But then you buy the album (of course) and take it home to listen to it – and your fears are allayed by the funny and goofy first song (“Shut Up”), the witty and goofy second song (“Fairbanks Alaska”), the vulgar and goofy third song (“Coyote Love”) – well, hell, by ALL the songs on the album.  Well, not quite.  Joe does indeed get serious on this album, but not until the last two songs, the twelve-minute “Decades” and the two-minute title track, which ends the album.  Now you’re even more confused.  What’s Joe up to?

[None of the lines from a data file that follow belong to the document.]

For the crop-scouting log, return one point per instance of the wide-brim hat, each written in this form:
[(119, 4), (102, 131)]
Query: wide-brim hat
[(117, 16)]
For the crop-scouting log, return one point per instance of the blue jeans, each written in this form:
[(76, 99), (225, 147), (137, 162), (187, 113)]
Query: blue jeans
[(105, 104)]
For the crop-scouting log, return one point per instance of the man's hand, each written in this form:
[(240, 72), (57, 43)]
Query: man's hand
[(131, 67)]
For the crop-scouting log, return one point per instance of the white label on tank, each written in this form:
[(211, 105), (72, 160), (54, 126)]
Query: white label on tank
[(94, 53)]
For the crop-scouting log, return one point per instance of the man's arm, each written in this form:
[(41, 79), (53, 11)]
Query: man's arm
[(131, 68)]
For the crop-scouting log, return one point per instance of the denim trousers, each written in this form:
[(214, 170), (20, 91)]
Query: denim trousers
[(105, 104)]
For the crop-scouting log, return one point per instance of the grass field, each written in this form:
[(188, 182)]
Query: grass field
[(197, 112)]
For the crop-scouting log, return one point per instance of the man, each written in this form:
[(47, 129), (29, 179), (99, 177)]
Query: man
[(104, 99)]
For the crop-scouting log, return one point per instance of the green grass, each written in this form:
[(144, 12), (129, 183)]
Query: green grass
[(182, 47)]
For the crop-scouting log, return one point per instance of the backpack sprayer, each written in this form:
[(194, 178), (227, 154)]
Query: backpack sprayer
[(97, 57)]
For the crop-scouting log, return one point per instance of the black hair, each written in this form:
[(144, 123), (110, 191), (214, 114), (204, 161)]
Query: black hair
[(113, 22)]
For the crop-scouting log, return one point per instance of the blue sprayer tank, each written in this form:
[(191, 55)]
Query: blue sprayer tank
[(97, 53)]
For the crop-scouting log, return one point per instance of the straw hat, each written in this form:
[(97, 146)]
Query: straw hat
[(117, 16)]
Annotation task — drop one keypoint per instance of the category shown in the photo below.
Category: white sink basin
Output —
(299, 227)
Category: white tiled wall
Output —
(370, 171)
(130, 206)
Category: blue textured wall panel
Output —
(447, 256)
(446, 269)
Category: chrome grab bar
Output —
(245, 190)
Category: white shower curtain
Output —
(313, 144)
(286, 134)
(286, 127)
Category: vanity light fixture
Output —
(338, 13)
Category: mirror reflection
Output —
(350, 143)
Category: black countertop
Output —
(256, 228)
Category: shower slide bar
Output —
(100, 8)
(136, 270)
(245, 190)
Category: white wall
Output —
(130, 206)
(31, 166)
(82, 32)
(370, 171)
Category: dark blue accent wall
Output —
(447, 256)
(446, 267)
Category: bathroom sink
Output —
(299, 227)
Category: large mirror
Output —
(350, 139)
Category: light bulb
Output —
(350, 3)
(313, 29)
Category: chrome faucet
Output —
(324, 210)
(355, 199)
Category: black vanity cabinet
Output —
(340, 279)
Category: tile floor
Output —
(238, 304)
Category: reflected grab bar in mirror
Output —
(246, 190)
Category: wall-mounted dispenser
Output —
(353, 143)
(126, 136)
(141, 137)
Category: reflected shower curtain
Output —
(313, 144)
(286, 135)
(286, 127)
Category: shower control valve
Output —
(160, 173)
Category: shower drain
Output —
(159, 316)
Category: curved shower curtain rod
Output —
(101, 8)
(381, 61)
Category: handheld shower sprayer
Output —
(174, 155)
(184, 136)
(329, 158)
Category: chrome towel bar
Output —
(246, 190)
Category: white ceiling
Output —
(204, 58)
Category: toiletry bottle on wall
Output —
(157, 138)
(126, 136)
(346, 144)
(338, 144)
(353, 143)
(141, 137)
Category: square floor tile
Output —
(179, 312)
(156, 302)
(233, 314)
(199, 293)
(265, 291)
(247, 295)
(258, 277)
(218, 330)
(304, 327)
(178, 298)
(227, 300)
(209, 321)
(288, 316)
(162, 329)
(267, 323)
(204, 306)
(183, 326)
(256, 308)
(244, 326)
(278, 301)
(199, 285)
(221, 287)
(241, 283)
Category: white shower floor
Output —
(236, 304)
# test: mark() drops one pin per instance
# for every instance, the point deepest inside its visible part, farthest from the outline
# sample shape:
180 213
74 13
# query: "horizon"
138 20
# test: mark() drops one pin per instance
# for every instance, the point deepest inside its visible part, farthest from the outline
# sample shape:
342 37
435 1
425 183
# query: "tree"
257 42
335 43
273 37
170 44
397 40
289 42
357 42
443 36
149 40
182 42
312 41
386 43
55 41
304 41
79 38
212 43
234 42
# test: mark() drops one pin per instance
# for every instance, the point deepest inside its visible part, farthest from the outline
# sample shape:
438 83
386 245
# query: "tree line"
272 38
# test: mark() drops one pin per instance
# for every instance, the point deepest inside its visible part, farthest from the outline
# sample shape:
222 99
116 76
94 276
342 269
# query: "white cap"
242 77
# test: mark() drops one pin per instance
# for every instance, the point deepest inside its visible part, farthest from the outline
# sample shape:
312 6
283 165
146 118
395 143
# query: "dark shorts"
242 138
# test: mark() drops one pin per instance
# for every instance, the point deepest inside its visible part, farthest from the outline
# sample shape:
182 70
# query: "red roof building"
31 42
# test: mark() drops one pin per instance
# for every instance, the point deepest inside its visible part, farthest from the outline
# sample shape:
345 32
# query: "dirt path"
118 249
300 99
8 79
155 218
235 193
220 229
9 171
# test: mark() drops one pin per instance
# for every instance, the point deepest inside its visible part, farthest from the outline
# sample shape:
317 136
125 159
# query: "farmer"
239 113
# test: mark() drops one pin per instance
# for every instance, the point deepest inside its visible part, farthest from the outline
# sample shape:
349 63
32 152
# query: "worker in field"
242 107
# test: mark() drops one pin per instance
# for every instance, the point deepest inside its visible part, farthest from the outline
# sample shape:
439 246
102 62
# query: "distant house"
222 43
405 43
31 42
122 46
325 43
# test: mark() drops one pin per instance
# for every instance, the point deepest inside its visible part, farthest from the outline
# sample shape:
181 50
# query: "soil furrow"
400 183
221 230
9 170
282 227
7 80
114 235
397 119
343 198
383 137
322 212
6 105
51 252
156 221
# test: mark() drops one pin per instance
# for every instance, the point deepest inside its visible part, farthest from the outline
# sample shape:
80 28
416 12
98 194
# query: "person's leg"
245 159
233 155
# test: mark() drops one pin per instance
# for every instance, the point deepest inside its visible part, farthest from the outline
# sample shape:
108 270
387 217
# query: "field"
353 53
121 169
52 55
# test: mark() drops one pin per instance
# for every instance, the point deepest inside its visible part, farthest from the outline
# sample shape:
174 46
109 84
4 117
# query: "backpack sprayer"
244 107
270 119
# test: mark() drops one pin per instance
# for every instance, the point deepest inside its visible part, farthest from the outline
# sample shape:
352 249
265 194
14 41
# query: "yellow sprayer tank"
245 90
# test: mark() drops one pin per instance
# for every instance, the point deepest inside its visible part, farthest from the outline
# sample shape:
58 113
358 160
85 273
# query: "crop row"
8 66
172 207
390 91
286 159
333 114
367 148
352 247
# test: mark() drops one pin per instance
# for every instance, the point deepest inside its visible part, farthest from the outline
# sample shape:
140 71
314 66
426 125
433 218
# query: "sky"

Well, Joe’s up to whateverthehell he wants to be up to – as usual and as always.  Remember, this is the man who snuck a song called “I Like Big Tits” onto a record, fooling the none-too-bright people at the record company by calling it “I.L.B.T.’s.”  The man who had a couple of the biggest hits of the seventies in “Rocky Mountain Way” and “Life’s Been Good.”  The man who joined The Eagles conveniently just in time to play (brilliantly) on perhaps the defining West Coast album of its decade, Hotel California.  The man who ran for president in 1980 and vice president in 1992 (look it up if you don’t believe me). So, heck, if Joe wants to make an album of goofy, fun tunes and cap it off (and name it after) a song predicting the imminent environmentally catastrophic end of the world, Joe can go ahead and do it. 


But does it work?

Kinda sorta.  Those first two songs are vintage Walsh, musically delightful and lyrically silly.  A couple others (“Certain Situations,” “I Know”) are really pretty good.  His unironic (I think) cover of Goffin and King’s “Will You Still Love Me Tomorrow” is genuinely enjoyable.  The inevitable “weirdos” instrumental, “Theme from Baroque Weirdos,” while not on a par with my favourite of that mini-genre (1978’s “Theme from Boat Weirdos”), is pleasant.  The other shorter songs are okay or so-so.  And then we come to something new in Joe’s ouvre: “Decades,” a twelve-minute epic (if you don’t mind my using that word for a pop song) that essentially summarizes the history of the twentieth century, its angle being that it’s a strong, didactic anti-war diatribe.  And you know what?  It’s really good.  It has the faults that, if you’d never heard the song, you’d expect it to have just from my description – a bit over-earnest, a bit tendentious, a bit self-important – but oddly enough, Joe’s voice and tasteful guitar playing are perfectly suited for the kind of message song he clearly wanted this to be.  The song has all sorts of neat sections and variations and surprises (a choir? Yep!), and you end up being impressed.  I think we’re all the more impressed because this is Joe Walsh and not, oh, I don’t know, Jackson Browne or somebody (hey, maybe my old favourite Dan Fogelberg, who was no stranger to earnest, didactic songs – “Face the Fire,” anyone?).  Joe’s iconography and discography make this song unexpected and thus perhaps all the more powerful.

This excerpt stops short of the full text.